Que dit la préface de Jean Gaulmier de 1990 ? Elle dit plusieurs choses importantes, mais la plus importante est celle qui clôt le texte : ce voyage, qui a quasiment disparu de la mémoire collective – pour n’y avoir, à vrai dire, jamais vraiment pénétré – fut un incontestable succès. Le parcours ultérieur de Jean Gaulmier, après cette tournée de 1942 qu’il a couvert comme directeur du Service d’Information, garantit l’authenticité du témoignage. Le 7 juin 1945, en effet, il faisait partie des huit « intellectuels anti-fascistes [1] » qui s’étaient rendus dans le bureau du Délégué général à Beyrouth le 7 juin 1945 pour se désolidariser de la politique française en Syrie. C’est aussi un homme qui en novembre 1965 avait pris haut et fort ses distances avec le général de Gaulle en publiant dans le journal Le Monde une tribune sans concession à l’égard de celui qu’il décrit, trois ans avant mai 68, « comme un homme seul qui assène au peuple français son mépris [2] ». Le témoignage de Gaulmier sur le voyage de 1942 est donc celui d’un homme libre : il en est d’autant plus précieux [3]. Que dit Gaulmier ? Il dit que le succès populaire de cette tournée fut aussi massif qu’inattendu :

Ce voyage, d’un bout à l’autre fut triomphal [4], se souvient-il en 1990. Du nord au sud, de l’est à l’ouest, de Gaulle fut accueilli non seulement par les autorités officielles, mais par les populations diverses du Liban et de Syrie, avec un enthousiasme spontané touchant au délire.

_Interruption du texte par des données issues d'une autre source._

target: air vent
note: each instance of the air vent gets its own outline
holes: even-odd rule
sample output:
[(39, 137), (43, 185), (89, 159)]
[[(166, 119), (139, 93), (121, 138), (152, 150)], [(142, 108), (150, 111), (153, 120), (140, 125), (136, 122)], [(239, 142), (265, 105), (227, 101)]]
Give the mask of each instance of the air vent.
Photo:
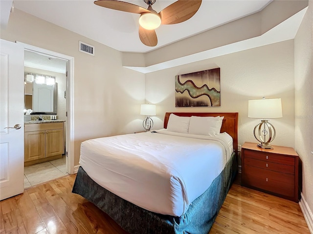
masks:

Moi-même qui, résidant en Syrie depuis quinze ans, connaissais la réserve quelque peu distante des nationalistes syriens en certaines régions, comme Hama où j’avais vécu trois ans, j’en fus littéralement stupéfait.

Pas moins instructive, la motivation qui a conduit Gaulmier à composer cette brochure :

C’est pourquoi, rentré à Beyrouth, je résolus de publier cette plaquette : elle démontrait à Sir Edward Spears et à ses agents que la France Libre – c’est-à-dire la France, décidément conservait une place de choix dans le cœur des Syriens et des Libanais…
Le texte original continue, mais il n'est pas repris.